The other day I made Crockpot Chicken Curry. I’ve experimented with a similar recipe before that I made for some friends back in December, but I had included butternut squash in that one. This was so simple, and turned out really tasty.
Ingredients:
- 2 large boneless, skinless chicken breasts
- 2 large carrots
- 1/2 of a large purple onion
- 2-3 medium yellow potatoes
- 1 red Bell Pepper
- 1 can light Coconut Milk
- 1/2 C Vegetable Broth
- 2 Tbs Red Curry Paste
- Curry Powder (I use a combination of Thai Curry Blend and Regular Curry Powder)
- Cumin
- Coriander
- Salt to taste
- 2 Tbs unsweetened shredded coconut to top your curry with
Directions:
Cut all the vegetables into 1 inch pieces and the chicken into 2 inch pieces and throw in the crockpot. Add in the can of coconut milk, curry paste, and the remainder of spices to taste. I use my best judgement with spices, but I find I like more flavor, and so I always add a decent amount of my own spices (curry powder, cumin, coriander, salt, etc.), but that is obviously optional. Stir all ingredients around so everything is covered in the sauce.
My crockpot is not real complicated. I set it on low for the amount of time I’m at work, but I recommend cooking on low for 5-6 hrs or until the meat is cooked through and the potatoes are tender. Serve yourself a bowl of this delicious, spicy, hearty curry with a couple tablespoons of shredded coconut for extra flavor. It was such a treat to come home to.

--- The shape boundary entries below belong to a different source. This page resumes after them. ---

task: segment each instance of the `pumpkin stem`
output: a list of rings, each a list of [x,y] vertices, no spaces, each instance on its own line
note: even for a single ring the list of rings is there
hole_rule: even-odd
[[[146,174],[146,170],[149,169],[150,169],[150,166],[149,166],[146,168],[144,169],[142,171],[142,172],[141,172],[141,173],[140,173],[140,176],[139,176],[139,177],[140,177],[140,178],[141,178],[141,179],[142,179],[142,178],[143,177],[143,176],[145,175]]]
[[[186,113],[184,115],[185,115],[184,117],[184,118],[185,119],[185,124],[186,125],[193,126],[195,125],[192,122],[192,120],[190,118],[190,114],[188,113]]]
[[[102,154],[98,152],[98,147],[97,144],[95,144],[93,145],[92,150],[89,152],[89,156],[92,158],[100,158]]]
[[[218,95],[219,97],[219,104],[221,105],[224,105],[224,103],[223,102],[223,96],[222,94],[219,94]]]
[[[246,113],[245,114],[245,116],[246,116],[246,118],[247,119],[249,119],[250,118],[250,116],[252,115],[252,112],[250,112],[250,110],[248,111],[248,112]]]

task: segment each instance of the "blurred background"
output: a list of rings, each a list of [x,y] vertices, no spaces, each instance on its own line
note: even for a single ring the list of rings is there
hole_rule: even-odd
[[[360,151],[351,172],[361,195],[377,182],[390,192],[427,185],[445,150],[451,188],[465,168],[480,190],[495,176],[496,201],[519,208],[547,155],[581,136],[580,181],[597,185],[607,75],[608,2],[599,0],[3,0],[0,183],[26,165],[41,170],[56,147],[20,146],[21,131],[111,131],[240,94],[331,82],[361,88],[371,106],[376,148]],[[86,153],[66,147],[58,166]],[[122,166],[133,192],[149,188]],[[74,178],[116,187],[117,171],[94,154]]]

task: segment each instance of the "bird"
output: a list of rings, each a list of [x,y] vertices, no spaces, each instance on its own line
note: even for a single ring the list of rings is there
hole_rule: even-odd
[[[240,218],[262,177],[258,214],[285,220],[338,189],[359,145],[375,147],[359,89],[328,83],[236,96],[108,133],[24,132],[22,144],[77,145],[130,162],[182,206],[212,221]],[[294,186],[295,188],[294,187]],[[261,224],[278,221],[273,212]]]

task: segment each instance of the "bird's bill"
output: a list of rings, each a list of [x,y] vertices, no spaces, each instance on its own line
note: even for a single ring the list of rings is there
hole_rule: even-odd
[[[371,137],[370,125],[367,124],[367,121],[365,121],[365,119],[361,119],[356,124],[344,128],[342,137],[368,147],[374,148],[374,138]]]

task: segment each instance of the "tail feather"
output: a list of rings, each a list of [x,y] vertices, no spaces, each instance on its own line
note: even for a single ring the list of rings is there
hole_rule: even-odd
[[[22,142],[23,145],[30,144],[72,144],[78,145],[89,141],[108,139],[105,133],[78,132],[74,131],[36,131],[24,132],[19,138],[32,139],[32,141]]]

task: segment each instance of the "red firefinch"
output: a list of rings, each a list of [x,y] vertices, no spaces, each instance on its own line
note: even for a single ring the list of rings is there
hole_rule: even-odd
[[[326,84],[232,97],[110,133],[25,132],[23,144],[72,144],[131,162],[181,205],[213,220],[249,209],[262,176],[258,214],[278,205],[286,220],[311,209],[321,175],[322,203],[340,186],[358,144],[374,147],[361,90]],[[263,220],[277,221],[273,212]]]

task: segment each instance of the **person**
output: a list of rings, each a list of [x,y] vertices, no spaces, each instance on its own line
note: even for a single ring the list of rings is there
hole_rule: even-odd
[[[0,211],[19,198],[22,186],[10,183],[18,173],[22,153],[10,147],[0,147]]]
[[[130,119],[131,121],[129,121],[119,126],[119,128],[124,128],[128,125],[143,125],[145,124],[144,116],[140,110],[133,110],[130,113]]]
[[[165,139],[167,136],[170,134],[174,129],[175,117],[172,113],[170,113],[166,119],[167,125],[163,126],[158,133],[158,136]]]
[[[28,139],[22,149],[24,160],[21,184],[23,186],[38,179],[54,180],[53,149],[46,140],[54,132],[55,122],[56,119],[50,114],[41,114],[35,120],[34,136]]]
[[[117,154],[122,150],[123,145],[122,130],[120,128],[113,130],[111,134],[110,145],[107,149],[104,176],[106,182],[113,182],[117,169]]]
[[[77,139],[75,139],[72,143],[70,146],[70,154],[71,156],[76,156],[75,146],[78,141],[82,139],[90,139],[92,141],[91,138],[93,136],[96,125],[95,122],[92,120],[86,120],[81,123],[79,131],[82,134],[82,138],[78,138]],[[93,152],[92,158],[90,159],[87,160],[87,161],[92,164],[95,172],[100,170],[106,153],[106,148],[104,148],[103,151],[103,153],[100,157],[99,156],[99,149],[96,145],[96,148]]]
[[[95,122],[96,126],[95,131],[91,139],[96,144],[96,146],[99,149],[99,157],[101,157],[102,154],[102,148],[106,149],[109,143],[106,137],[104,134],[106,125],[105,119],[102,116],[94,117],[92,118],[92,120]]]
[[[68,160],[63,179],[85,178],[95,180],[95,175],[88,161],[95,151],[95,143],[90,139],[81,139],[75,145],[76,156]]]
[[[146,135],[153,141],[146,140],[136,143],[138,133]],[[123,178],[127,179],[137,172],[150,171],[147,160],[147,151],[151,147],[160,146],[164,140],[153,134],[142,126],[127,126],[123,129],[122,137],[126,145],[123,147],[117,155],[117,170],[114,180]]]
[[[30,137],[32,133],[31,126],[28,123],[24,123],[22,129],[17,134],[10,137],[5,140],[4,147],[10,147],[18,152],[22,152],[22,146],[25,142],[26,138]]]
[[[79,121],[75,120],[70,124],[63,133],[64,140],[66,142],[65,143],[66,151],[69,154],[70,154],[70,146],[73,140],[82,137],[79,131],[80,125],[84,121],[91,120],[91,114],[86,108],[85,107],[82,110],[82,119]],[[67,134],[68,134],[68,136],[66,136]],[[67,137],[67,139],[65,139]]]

Enjoy a bowl of this with a glass of wine while watching Trash TV on a Tuesday night with a best friend. At least that’s what I did!
Wine Recommendations:
If you want to get real crazy-the best wines to pair with a spicy curry like this are off-dry Rieslings, Gewürztraminers, and Grüner Veltliners. Basically anything with a lower alcohol level, more fruit, and possibly a touch of sweetness to off set the heat in the dish. If you pick something with a higher alcohol level it will make the spiciness of the dish explode in your mouth, and all you will taste is heat instead of the flavor of the dish and the wine. The sweetness and the fruit in the wine will help calm that spiciness in your mouth. You want the wine to complement the dish, not clash with it.
What is your favorite crockpot recipe? I’m always looking for new ones.